Cutting the military’s energy tether
U.S. investigating ways to conserve fuel in the field
The average U.S. soldier on a 72-hour patrol carries between 10 and 20 pounds of batteries.
There are seven kinds of batteries that power flashlights, GPS devices, night-vision gear, and other equipment considered essential for the modern soldier. Including spares, a soldier lugs 70 batteries, along with the devices themselves, weapons, food, water, and other necessities.
All together, the modern soldier is carrying so much weight that it can interfere with his mobility and lead to injuries.
“We’re seeing pack weights of 130 pounds these days,” said Sharon Burke, assistant secretary of defense for operational energy plans and programs. “You can’t carry 130 pounds without turning up with injuries.”
The soldiers’ battery burden is just the tip of the military’s energy problem, Burke said. Heavily armored vehicles get just 4 miles per gallon. Air conditioners, computers, and other equipment at forward operating bases are powered by inefficient generators, at an enormous cost in fuel, requiring constant resupply. Delivering the fuel to where it is needed requires soldiers to protect the ferrying convoys, and costs both money and lives.
The Defense Department is waking up to the enormous burden placed on it by its energy use, Burke said, and is beginning to search for ways to release the military from “the tether of fuel.”
Burke, who was sworn in to her job last June, spoke at the Science Center Wednesday (March 2) as part of the Harvard University Center for the Environment’s (HUCE) Future of Energy lecture series. She was introduced by HUCE Director Dan Schrag, Sturgis Hooper Professor of Geology and professor of environmental science and engineering. Schrag said Burke is the first to hold her position and has been charged with re-examining how the military uses energy from top to bottom.

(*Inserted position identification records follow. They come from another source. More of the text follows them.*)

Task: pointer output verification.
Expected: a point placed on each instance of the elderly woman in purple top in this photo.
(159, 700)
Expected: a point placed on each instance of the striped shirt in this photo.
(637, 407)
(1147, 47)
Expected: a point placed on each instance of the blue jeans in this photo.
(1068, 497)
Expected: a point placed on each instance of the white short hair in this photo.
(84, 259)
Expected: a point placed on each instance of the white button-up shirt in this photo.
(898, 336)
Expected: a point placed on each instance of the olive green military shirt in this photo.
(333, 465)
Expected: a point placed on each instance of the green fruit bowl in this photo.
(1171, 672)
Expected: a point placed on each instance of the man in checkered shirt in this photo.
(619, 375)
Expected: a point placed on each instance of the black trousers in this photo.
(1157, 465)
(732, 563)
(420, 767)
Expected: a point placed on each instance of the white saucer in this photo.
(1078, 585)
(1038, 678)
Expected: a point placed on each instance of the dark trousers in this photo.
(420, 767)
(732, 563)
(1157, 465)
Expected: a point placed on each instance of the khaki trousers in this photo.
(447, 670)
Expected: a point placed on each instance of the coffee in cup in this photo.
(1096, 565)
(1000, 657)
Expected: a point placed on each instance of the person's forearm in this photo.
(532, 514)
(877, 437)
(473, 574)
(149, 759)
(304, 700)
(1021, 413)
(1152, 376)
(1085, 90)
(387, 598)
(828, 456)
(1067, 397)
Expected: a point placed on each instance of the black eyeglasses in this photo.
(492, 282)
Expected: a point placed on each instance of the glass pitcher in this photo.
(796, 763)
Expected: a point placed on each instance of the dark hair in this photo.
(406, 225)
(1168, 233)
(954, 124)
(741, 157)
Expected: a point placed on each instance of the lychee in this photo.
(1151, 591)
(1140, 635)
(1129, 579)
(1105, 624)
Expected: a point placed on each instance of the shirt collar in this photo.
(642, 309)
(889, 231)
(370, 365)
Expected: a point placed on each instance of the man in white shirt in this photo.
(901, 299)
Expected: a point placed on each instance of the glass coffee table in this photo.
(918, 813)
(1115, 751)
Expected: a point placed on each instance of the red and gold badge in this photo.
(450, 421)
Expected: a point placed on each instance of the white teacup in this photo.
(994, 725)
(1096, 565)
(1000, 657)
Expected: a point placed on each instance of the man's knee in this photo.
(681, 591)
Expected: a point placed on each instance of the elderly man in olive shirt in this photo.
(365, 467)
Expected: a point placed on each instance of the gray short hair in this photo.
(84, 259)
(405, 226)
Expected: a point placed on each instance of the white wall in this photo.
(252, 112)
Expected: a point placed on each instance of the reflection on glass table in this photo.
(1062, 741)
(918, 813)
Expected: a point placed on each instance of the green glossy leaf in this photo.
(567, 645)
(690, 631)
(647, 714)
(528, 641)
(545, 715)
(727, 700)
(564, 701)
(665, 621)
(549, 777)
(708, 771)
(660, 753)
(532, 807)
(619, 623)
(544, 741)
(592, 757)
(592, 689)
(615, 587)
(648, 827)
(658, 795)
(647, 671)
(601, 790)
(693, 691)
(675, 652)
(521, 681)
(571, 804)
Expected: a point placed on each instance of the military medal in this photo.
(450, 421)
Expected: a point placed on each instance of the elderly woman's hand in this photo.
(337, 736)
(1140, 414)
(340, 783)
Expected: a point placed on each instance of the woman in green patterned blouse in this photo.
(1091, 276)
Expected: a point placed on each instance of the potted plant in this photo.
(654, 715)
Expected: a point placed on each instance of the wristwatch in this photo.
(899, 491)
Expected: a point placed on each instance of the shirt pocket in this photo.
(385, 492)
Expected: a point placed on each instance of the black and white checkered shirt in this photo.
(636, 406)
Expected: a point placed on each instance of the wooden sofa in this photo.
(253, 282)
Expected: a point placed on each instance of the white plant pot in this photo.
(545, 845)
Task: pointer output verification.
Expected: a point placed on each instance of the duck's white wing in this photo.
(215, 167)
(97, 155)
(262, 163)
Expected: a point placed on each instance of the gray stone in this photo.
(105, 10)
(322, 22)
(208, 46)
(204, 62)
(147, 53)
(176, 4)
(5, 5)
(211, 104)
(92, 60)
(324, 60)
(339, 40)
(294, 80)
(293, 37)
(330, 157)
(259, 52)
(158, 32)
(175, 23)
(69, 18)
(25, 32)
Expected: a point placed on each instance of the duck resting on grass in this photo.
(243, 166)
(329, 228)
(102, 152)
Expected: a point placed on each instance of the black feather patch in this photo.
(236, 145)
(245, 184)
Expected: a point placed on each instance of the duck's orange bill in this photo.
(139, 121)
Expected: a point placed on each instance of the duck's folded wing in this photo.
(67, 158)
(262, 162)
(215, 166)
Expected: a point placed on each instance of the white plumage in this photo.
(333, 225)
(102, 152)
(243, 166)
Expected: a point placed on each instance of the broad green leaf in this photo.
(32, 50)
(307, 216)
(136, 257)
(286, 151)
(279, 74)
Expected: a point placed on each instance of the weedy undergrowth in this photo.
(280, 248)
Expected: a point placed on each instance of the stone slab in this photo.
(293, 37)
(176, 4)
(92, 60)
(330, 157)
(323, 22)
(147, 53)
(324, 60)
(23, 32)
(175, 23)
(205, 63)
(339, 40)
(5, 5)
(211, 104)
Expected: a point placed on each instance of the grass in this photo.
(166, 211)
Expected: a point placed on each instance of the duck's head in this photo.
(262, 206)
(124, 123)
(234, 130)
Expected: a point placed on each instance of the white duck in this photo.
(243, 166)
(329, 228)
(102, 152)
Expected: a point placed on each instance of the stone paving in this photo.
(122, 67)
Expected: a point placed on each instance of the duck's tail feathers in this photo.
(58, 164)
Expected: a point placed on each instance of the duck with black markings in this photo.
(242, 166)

Her post was created as the realization dawned that the military’s thirst for fuel presented both logistical and budgetary problems. A spike in oil prices exacts an enormous cost for the military, which is the largest institutional user of oil in the nation, and probably the world, Burke said. The U.S. military accounts for 1 percent of the nation’s energy consumption, which translates into a $13.7 billion fuel bill in fiscal 2010, when the military consumed 160 million barrels of oil. In 2008, when oil prices spiked, fuel cost $20 billion.
“My job is to transform the way the military uses energy,” Burke said.
The military accounts for 80 percent of federal energy use, and 75 percent of the military’s energy consumption goes for operational purposes. Though the official price of a gallon of fuel within the military is set at $3.03, Burke said that the actual cost of fuel delivered, depending on the difficulty transporting it and protection needs, can be as high as $50 a gallon.
To some extent, Burke said, the military can’t avoid using enormous amounts of energy. Its multiple missions demand operating aircraft carriers, maintaining 150,000 troops in Afghanistan and Iraq, fighting terrorists around the world, and providing relief to besieged places like earthquake-stricken Haiti. The military employs 3 million people in operations around the globe that are projected to cost more than $600 billion in fiscal 2012.
Because the Defense Department’s security mission is considered critical, it is under different constraints than a global business that might be able to cut operations to save money. These realities, coupled with the likelihood of increased energy competition globally as India and China continue to grow economically, have reinforced the push to develop energy-saving technology for the military.
Initiatives already under way include establishing a five-year, $150 million fund to finance innovations; developing a hybrid electric drive for Navy ships; using simulators along with actual flights for Air Force training; adding logistical considerations to war games; and developing more energy-saving equipment for troops in the field.
As an example of the last goal, Burke told a story of tent usage in Iraq. One large tent used as a gymnasium required six generators to power the air conditioning, and even then the temperature was only lowered to 90 degrees. The problem, of course, was that a tent isn’t insulated well, so much of the cooling was lost to the desert.
“People were dying so we can vent our air conditioning to the desert,” Burke said.
Someone came up with the idea of spraying insulation on the tents, which had an immediate impact, causing three of the generators to cycle off so rapidly that the facility manager thought they had broken down.
The idea of insulating tents spread, but was ultimately abandoned because of problems with the insulating material, with disposal, and because insulated tents could not be moved rapidly. Burke said the Defense Department has since developed tents made of insulating materials with flexible solar panels sewn right in.
In Afghanistan, a company of soldiers is testing energy-saving technology in a frontline situation, relying on solar panels on tents, solar-powered lights, and stand-alone solar panels to recharge batteries — together cutting the company’s generator fuel consumption from 20 to 2.5 gallons a day. That drop means fewer fuel convoys which, in that part of Afghanistan, are almost certain to be attacked.
With its size and influence, Burke said, the Defense Department’s energy-saving efforts have the potential to have a broader effect, crossing over to the civilian world.
“We have the chance to be a major driver and innovator of change,” Burke said.